Saturday, January 23, 2010

Weird, Wild, Wonderful 4 - Jan 17-23

My favourites from last week.

Shining History:Medieval Islamic Civilization is a blog of far-ranging information, about architecture, mathematics, philosophy, and more, all about the multitude of contributions, discoveries, and firsts by thinkers and inventors from the medieval Muslim world. Advancements in science and preservation of knowledge in Islamic culture paved the way for the Western European Renaissance and raised the level of civilization between the 5th and 12th centuries. Although scholars have found that the Dark Ages in Catholic Europe may not have been nearly as dark as once thought, there is no question that Europeans were surpassed in sophistication and learning by the Muslim world. This blog is rich in information about the achievements of Islamic civilization.

The poet John Keats is in the news nearly two hundred years after his death with the recent release of the movie Bright Star, the story of the ill-fated love between Keats and Fanny Brawne. There is a comprehensive website dedicated to the life and work of the poet, complete with a newsletter, biographies, and facsimiles of some of the maunscripts of letters and poems. The facsimile of the "Bright Star" sonnet pictured here is from the site.

Allen Ginsberg. "Spiritual seeker, founding member of a major literary movement, champion of human and civil rights, photographer and songwriter, political gadfly, teacher and co-founder of a poetics school, Allen Ginsberg (1926 - 1997) defied simple classification." This site has photos, published and un-published work by the poet, hand-written materials, and then some. A great site for Beat and Ginsberg fans.

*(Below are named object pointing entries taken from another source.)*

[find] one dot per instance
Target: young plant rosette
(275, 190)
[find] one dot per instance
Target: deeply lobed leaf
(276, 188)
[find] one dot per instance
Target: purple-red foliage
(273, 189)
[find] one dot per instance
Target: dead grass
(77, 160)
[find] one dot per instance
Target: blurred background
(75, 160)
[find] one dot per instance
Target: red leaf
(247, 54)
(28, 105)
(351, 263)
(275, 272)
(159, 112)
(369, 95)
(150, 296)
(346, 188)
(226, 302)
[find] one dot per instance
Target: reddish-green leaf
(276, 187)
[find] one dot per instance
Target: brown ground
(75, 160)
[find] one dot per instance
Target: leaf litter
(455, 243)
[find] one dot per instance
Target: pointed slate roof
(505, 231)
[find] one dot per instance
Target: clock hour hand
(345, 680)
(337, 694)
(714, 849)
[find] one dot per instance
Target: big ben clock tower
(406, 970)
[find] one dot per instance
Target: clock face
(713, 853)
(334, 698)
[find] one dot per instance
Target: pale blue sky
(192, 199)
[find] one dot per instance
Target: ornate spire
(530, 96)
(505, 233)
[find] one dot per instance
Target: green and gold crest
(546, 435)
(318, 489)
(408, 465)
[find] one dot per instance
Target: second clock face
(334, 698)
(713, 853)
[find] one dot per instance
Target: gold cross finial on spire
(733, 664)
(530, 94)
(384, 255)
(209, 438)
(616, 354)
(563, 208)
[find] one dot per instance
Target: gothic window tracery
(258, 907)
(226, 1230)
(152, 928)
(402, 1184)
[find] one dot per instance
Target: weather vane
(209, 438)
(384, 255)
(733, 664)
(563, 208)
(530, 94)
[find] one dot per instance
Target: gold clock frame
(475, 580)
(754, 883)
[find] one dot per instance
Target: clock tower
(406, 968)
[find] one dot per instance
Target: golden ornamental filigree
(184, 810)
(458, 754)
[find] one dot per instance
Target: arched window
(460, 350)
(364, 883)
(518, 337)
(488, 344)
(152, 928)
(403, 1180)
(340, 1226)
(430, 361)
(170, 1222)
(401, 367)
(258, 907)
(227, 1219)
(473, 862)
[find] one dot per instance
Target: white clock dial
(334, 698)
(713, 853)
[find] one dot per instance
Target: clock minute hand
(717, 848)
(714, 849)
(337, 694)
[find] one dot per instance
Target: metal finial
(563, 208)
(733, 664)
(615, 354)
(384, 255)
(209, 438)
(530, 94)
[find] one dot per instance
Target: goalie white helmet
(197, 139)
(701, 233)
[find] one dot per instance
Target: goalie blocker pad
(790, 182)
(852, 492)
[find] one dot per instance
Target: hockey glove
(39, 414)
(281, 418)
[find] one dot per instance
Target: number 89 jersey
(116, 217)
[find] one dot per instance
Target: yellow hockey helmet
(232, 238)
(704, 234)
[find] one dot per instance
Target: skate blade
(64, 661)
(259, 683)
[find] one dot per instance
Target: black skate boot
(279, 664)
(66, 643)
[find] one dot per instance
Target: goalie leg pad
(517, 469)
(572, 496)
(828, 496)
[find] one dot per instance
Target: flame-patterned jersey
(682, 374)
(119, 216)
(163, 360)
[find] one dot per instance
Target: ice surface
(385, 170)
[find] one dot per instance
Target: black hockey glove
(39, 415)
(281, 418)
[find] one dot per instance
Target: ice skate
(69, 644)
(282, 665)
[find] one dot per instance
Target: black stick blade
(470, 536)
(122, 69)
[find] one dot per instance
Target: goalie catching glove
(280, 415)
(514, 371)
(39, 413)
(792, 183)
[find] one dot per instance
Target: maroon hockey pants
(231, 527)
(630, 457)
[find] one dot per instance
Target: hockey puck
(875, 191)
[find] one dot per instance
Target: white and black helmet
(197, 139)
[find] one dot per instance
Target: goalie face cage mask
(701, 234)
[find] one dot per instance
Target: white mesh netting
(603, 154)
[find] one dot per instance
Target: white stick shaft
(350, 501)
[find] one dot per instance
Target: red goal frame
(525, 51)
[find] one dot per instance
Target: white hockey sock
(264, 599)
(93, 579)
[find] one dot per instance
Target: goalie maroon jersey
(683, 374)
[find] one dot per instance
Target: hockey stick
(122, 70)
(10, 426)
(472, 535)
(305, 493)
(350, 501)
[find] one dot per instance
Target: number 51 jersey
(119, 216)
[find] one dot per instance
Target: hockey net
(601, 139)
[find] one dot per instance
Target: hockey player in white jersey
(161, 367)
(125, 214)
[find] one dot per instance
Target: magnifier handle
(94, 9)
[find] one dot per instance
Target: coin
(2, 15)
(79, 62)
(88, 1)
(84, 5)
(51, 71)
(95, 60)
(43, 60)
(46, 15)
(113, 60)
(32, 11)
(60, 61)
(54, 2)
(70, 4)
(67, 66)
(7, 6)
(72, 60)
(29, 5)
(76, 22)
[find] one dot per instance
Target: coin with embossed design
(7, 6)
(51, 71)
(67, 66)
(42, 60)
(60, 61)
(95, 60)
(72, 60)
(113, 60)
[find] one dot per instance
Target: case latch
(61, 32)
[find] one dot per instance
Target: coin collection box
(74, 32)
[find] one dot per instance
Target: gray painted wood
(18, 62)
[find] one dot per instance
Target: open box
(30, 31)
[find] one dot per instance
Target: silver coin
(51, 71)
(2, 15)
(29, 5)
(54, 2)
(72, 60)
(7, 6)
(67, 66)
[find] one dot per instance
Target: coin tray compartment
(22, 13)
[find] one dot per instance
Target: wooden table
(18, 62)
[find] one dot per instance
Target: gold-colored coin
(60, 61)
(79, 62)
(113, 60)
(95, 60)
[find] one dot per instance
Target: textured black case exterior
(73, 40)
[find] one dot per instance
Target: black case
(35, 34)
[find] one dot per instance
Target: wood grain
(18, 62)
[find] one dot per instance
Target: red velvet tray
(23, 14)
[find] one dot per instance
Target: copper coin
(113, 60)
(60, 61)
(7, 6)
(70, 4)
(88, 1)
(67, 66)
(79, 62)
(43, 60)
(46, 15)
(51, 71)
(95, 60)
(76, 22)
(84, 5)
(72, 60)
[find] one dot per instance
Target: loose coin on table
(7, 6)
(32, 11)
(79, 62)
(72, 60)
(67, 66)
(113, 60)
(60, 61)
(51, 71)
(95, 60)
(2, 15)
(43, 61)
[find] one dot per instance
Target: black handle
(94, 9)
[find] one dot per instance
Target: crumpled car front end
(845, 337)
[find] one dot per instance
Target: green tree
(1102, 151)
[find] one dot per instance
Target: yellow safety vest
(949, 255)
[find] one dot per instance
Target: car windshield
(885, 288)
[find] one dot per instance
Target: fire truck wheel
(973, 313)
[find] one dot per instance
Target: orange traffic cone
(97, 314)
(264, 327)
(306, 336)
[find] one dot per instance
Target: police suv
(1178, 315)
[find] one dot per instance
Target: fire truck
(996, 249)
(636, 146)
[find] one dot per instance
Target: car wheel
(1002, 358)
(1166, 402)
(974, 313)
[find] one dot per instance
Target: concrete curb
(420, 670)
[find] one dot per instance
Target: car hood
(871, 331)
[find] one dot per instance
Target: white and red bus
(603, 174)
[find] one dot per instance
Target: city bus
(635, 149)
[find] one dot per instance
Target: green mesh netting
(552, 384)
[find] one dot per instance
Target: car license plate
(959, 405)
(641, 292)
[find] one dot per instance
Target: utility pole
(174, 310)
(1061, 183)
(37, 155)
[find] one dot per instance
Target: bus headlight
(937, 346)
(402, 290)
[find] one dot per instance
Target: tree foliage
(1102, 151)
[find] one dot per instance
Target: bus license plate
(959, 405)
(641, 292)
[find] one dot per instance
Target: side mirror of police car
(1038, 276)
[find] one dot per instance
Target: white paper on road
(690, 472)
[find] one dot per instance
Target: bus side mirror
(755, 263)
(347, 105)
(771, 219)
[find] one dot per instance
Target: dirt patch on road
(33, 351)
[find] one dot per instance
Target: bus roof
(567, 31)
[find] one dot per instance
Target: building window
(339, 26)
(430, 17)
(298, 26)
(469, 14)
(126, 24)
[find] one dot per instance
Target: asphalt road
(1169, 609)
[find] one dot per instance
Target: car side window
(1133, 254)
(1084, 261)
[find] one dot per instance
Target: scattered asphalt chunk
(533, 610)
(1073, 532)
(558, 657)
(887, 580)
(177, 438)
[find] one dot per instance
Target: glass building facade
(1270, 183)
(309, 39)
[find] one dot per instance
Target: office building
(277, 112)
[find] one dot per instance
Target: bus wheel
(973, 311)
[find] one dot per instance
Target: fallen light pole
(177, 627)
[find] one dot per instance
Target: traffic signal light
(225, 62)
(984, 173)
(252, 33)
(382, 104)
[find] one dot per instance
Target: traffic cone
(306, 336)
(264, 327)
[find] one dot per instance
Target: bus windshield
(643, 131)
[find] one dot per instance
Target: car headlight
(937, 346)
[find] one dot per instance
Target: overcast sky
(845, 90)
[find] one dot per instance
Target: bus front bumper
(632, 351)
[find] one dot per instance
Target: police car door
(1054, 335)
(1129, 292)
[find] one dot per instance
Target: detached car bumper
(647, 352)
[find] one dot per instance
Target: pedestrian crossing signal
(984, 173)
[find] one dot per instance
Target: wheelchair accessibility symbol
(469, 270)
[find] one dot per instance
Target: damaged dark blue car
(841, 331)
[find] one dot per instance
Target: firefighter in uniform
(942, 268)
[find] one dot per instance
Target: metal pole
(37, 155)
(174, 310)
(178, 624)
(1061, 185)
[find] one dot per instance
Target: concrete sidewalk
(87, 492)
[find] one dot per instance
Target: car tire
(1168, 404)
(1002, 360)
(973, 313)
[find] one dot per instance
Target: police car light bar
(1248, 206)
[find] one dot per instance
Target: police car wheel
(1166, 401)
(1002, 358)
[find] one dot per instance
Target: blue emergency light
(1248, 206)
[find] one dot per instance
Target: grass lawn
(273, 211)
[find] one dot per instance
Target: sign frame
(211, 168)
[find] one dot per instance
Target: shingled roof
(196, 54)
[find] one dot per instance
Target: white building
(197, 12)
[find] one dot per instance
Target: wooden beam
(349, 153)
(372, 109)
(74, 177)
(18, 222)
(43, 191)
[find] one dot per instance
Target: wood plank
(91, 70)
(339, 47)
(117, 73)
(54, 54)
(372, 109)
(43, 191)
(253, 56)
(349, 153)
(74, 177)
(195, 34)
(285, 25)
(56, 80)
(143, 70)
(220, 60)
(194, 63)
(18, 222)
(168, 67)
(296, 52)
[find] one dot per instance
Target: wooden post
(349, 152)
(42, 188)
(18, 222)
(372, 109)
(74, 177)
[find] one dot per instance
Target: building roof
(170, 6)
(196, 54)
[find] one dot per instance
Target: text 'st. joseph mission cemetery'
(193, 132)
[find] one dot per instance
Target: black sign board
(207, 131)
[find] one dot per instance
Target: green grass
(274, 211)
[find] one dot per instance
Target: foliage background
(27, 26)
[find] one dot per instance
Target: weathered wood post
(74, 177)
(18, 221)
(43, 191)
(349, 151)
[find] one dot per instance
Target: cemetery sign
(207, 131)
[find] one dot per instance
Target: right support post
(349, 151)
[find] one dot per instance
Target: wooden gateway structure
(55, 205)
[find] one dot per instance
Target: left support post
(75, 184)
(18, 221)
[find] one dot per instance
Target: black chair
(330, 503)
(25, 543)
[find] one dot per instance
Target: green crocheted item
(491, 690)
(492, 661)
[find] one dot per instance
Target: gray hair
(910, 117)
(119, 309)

Medecins sans frontieres (Doctors Without Borders) has a blog "Haiti Earthquake" and blogs about work on other fronts, plus a photo blog. There aren't many entries (busy saving lives instead of blogging!), but this one is worth a look.


lifeshighway said...

Off to read about the ill fated loved between Keats and Fanny Brawne. I am a sucker for a tragic love story.

ChrisJ said...

You'll love it, then - it really was tragic.